When news about violations and violence against Kurds come up, the microphones fall silent and the cameras are blind. There are numerous stories about wrongdoings: here it is possible to list only the most recent case of violence by governments against Kurds.

The collaboration between Iran and the US

In the eyes of the USA, Iran is a dangerous place, filled with terrorists, and a home to Al Qaida. On the other hand, Iran views the USA as Satanic. Generally, and for good reason, Iran and the USA aren’t perceived as friends – but now they are collaborating in an unexpected way.

On 16th July 2011 Iran’s army attacked Iraq’s Kurdistan. These attacks are still going on. The reason given for these attacks is that Iran claims that a Kurdish political party (PJAK) holds its headquarters there. But suffocating PJAK isn’t the only reason why Iran is attacking Iraq’s Kurdistan – it’s also secretly hoping for the abolition of Kurdish autonomy. According to UN rules, the USA, as a conqueror, must defend the Iraqi border. But the USA remains silent and takes no action against these Iranian attacks.

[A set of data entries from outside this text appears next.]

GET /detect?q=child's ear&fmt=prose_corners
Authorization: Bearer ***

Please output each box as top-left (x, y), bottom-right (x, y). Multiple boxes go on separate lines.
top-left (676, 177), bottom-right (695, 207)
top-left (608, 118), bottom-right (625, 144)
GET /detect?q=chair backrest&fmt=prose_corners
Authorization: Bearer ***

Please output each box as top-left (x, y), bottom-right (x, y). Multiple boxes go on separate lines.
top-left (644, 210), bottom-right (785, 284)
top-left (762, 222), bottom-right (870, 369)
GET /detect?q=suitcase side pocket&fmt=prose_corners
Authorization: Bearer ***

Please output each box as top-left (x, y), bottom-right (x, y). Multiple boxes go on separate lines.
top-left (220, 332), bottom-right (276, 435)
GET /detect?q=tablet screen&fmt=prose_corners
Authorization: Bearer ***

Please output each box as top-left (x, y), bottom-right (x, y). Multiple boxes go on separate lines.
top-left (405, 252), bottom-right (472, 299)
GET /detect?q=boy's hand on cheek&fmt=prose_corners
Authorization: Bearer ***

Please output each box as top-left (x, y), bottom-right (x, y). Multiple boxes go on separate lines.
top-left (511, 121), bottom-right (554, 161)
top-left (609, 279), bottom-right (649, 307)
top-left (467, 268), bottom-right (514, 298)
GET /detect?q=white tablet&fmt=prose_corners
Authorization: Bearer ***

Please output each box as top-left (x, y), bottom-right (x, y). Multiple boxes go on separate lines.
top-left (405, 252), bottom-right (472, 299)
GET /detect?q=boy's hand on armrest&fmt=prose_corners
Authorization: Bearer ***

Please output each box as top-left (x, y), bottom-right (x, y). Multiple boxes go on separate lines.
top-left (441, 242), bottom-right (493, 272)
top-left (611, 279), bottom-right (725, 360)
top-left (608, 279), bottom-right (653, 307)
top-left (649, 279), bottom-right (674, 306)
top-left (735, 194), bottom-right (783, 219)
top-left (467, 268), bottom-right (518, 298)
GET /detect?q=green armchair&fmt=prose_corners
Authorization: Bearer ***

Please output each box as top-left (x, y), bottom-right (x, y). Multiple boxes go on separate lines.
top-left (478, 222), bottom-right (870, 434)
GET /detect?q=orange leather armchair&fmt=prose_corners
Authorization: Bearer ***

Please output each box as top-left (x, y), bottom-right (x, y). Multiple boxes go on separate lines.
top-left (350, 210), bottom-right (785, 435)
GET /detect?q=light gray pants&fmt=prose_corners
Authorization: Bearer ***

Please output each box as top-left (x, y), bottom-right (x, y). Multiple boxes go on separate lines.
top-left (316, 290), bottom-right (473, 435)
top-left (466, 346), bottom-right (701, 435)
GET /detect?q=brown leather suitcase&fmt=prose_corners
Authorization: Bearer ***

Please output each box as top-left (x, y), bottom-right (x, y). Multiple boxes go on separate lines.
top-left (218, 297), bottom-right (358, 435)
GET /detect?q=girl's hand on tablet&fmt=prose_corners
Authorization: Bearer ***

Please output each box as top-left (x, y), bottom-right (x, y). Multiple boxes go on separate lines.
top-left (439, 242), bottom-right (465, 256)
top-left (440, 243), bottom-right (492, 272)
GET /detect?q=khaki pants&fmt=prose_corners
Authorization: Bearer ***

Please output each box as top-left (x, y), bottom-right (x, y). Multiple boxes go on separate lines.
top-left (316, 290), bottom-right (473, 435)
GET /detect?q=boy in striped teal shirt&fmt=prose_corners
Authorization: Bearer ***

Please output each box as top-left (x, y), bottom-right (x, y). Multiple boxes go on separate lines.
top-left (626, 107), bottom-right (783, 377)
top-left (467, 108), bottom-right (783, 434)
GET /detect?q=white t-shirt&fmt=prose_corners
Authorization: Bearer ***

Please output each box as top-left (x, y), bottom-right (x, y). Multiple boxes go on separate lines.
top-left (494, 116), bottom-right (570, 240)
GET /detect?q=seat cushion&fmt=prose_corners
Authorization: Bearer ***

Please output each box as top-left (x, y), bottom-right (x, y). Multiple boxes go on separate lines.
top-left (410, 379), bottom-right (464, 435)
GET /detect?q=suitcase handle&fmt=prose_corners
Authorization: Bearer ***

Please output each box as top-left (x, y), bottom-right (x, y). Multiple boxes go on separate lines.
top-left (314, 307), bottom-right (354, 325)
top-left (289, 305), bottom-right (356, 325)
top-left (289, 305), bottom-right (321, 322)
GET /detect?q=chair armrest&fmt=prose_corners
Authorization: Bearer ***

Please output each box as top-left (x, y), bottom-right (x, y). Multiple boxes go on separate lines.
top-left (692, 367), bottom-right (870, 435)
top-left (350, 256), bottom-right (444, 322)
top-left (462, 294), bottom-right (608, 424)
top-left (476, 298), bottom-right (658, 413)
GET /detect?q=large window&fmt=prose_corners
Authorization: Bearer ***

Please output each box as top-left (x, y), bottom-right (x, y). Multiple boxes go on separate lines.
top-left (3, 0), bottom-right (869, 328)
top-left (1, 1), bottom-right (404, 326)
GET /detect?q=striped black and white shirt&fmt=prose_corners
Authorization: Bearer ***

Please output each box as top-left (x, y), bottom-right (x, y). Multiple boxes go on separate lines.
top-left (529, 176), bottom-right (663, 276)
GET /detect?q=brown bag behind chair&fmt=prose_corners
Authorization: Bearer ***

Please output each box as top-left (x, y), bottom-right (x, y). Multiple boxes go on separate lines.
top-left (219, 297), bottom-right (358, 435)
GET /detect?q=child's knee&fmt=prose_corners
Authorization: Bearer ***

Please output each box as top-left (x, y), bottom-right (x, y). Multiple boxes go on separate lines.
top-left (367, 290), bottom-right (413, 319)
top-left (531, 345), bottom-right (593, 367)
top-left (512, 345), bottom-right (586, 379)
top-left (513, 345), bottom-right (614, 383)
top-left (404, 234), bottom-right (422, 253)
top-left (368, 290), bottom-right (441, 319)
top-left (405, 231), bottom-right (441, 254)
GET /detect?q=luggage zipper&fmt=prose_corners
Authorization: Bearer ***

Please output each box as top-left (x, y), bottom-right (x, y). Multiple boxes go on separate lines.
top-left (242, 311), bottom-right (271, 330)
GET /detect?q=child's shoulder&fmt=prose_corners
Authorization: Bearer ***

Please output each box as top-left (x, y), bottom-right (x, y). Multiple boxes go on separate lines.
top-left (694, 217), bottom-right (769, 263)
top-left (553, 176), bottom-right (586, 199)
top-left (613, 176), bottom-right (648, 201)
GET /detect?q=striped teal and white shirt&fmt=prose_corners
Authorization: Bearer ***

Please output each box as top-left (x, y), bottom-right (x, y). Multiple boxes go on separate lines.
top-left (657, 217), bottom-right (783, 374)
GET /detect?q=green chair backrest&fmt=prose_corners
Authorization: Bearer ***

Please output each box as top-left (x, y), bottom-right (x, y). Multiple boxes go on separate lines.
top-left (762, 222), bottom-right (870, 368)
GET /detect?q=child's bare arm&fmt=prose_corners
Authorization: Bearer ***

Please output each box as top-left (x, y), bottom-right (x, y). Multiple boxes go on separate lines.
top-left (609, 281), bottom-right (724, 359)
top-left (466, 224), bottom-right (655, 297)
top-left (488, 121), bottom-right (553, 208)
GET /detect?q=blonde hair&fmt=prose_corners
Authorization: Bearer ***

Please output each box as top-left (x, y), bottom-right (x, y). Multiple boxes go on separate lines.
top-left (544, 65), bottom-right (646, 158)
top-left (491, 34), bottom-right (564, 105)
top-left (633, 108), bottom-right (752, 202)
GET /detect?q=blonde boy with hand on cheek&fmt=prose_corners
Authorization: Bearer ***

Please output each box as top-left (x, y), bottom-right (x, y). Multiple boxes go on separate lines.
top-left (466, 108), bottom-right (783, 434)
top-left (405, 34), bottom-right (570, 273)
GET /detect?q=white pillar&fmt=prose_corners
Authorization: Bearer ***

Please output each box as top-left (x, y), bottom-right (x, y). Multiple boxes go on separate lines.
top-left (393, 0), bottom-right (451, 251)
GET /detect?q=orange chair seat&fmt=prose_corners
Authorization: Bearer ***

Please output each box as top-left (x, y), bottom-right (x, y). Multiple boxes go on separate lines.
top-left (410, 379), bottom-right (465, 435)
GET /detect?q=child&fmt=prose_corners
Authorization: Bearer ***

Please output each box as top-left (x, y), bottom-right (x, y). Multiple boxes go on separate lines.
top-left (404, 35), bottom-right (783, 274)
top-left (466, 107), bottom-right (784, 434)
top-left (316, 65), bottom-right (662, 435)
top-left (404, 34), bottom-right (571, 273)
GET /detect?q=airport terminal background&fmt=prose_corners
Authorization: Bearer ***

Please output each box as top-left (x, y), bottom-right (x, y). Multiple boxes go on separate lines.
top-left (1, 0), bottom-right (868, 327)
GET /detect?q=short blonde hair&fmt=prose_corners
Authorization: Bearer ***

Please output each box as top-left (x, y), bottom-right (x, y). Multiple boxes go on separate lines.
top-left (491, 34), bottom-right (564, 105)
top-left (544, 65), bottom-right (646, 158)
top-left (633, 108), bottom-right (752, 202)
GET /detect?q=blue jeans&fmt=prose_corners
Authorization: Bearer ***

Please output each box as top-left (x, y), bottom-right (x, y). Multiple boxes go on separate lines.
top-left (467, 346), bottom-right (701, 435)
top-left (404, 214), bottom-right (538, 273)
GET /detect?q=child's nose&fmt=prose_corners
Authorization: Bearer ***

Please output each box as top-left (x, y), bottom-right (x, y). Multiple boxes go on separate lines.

In addition to this, the USA is in tight collaboration with Turkey by giving them the exact whereabouts of Kurdish guerilla fighters, first filming them with their newest technological equipment. Turkey then hands this information forward to the Iranian army. Thus, in an indirect manner, Iran and the USA are collaborating, joining their forces against the Kurds. The last reason for the attacks is Iran’s will to take hold of the Qandil mountains, which is the base of the Kurdish guerilla fighters. If Iran gets hold of the Qandil mountains, it will inevitably transform them into an Al Qaida base. So far 200 people have died in these attacks by the government, and more than 1,000 families have been forced to leave their home in the countryside and flee. The Qandil mountains are located between the borders of Iran, Iraq and Turkey. In this war, Iran’s victory means Al Qaida’s victory.

As superpowers, the EU and the USA have a duty to interfere in the continuous violations of human rights and the ethnocide that’s going on against the Kurds in the region of Iran, Syria and Turkey.  Interfering will also bring benefits to the EU and the USA because, if the political situation in the Middle-East is stabilized, fewer immigrants, notably Kurds, will flee to the West. The solving of the Kurdish question can be used to bring peace to the whole region.

Activists everywhere in the world are fighting to stop animals from becoming extinct, and everyone is touched by the struggling pandas. It would be nice if the same energy and effort was put to solving the Kurdish question, so that the aboriginal people of the Mesopotamia – the cradle of the world – will not become extinct as well.

 Mohammed Salehzadeh is a researcher and expert on the politics of  North-Africa and the Middle-East. He is based in Helsinki, Finland.